Rather than be split up in Nazi “relocation camps”, Anne (Marissa Hanson), along with her father, Otto (Sam DeRoest), sister Margot (Kaila Munay), and mother Edith (Laura Leonard) take up residence in the hidden attic of the family business for nearly two years.

Story and photos by David F. Ashton
Before the show opened, we told our readers that the David Douglas High School Theater Department’s intimate, small-box production of “The Diary of Anne Frank” would probably sell out – and it has.

The school’s Small Box Theatre, located under their massive theater’s main stage, seats 74 audience members. “It’s almost like you’re right there, with the Frank family, as they hide from the Nazis in an attic during the Holocaust,” comments director Judy LeCoq.

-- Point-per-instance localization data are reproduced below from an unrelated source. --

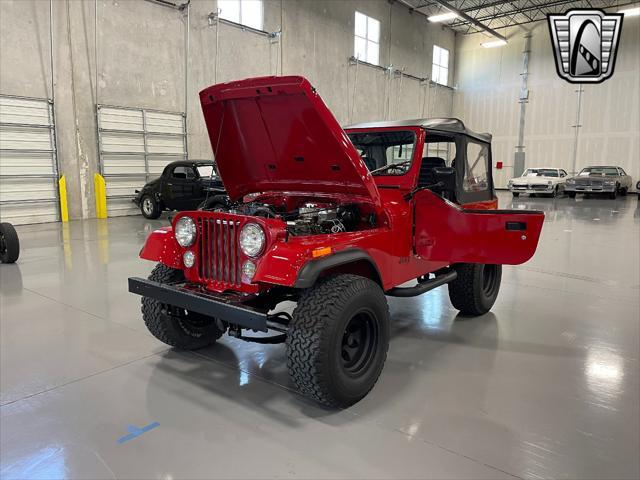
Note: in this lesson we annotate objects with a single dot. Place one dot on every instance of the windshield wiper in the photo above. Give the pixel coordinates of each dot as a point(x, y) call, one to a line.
point(391, 165)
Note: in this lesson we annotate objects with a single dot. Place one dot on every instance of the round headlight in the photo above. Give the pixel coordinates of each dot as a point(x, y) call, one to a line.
point(252, 239)
point(185, 232)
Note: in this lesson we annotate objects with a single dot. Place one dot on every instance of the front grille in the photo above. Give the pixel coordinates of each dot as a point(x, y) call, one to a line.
point(219, 253)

Anne and her sister, Margot, wonder what lies ahead as they first walk into the small attic that will become their new home.

About the story
The central character of “The Diary of Anne Frank” actually kept a diary of her life and experiences, starting the week before the thirteen-year-old girl and her family went into hiding in 1942. The play, drawn from the pages of Frank’s diary, tells how she, her family, and four other people went into hiding in sealed-off upper rooms of her father’s office building in Amsterdam – until they were betrayed.

LeCoq says, “Anne has been recognized as a tremendous writer. And, this newly-adapted version of the award-winning play reveals the stress of confinement, awkward teenage relationships, and the tension and fear of betrayal.”

Thanks to the realistic set that focuses the audience’s attention on the dozen players, the work of Mark Taylor’s Theater Arts class significantly adds to the quality of the production – as does the student crew running lights, sound, and taking care of stage management duties.

While some critics might say the production is an extreme departure from their ensemble’s usual musical-comedy fare, LeCoq responds, “The book, on which the play is based, is required reading for most middle-school students. And, the story of Anne Frank is one that should never be forgotten.”

Because Anne Frank was a young teenager when her family went into hiding, she never got to experience life as most kids do. In this scene, she and friend-in-hiding Peter Van Daan (Zeke Fetrow) wonder if they’ll ever have a normal life, outside the confines of the attic.

Show ends Saturday night
“The Diary of Anne Frank” ends on March 15. There may be some last-minute seats available. Call the David Douglas Box Office at (503) 261-8270 to check.

The DDHS Small Box Theater is located on the lower level of the Howard Horner Performing Arts Center, 1400 SE 130th Avenue, Portland, OR 97233. This theater is handicapped-accessible.

Thinking they are about to be rescued, the families hiding from the Nazis feel joy for the first time in two years. Minutes later, they realize that a Nazi sympathizer has reported them – and they are moments away from being marched off to concentration camps – and certain death.